Topic : Land Birds
Article 21 07 February 2007
Olive/Karoo Thrush identification
Since the splitting of Olive Thrush Turdus olivaceus on the basis of genetic evidence, and the erection of Karoo Thrush Turdus smithi to full species level, there has been no definitive publication (field guide) to show birders in the region how to separate these birds in the field. Until new and updated field guides becomes available, these photographs show the key morphological differences to help birders separate these species. Considerable species overlap does occur in the transition region between the eastern and southern Olive Thrush and its essentially western or inland counterpart Karoo Thrush.
This is predominantly a forest loving species that also occurs on forest margins, riverine thickets and wooded parks and gardens in the moister eastern regions. The key identification features are:
- Distinct orange flanks.
- A dark patch around the nostril region of the upper mandible.
- A darker eye-ring than Karoo Thrush.
- The dark throat streaking against a whiter background giving it a bolder streaked effect than the following species.
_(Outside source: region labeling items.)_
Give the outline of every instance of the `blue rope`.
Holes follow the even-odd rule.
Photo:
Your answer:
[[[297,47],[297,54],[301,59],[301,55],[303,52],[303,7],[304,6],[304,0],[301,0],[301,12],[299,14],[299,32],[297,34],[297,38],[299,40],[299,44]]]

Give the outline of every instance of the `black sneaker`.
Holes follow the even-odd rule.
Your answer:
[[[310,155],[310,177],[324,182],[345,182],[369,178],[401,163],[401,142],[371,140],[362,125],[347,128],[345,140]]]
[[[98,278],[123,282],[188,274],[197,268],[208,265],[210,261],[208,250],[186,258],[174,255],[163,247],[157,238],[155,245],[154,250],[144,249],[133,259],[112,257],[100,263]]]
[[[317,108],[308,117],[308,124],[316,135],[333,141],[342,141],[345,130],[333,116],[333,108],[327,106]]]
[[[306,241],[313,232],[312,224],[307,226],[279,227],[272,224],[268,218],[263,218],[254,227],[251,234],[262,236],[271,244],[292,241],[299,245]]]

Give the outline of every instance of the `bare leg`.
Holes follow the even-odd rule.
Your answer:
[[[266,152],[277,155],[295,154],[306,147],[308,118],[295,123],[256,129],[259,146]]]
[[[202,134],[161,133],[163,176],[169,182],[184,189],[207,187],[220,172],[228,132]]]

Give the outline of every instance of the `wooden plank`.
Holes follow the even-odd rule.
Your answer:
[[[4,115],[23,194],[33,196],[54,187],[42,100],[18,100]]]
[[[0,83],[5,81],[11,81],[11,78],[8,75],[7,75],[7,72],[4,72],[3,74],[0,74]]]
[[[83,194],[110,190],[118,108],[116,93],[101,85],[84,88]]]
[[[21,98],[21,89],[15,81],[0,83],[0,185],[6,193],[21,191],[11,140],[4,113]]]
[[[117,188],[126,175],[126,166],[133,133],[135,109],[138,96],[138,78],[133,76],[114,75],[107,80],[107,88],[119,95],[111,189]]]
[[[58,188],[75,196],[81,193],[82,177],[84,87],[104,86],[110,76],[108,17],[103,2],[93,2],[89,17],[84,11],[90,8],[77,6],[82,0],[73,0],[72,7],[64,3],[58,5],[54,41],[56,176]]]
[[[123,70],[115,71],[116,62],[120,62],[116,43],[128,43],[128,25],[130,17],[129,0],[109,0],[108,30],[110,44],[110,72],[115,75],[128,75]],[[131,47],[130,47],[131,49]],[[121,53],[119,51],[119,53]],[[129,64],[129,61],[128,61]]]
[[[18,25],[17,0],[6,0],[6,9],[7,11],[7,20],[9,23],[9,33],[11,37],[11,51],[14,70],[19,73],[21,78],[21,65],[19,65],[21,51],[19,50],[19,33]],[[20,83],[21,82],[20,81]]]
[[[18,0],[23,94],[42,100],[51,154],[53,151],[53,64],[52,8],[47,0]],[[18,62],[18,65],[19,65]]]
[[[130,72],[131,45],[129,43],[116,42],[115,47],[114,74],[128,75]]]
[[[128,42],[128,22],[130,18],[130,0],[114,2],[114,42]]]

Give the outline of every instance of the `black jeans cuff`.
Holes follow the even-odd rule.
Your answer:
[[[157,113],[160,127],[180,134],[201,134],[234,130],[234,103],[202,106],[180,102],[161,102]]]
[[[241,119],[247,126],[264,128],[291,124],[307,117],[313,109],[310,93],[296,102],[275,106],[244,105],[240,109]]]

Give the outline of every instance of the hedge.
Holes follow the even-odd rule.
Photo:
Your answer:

Karoo Thrush occupies drier habitats than its eastern counterpart and in areas of overlap will choose sites that tend to be more open and less mesic than that occupied by the above species. Key field identification features include:
- Grey Flanks. There is however considerable variation in the intensity of grey plumage on the flanks. All colour forms however show some degree of grey plumage on the flanks though this may blend with shades of orange or orange/yellow.
- All-yellow upper mandible.
- Paler eye-ring than the previous species but this is not a good feature in poor light.
- Darker throat background plumage gives the effect of a less boldly streaked chin and throat.
- The extent of orange plumage on the underparts is variable.
The separation of closely related thrushes is a problem not unique to southern Africa, in fact species-level problems still exist in the taxonomy of this large family with over 330 thrushes worldwide (66 in the genus Turdus). In Africa, separation of the complex group of similar looking Olive and African Thrush Turdus pelios still poses problems and assignment of some of the subspecies to one or the other of these two species is still uncertain.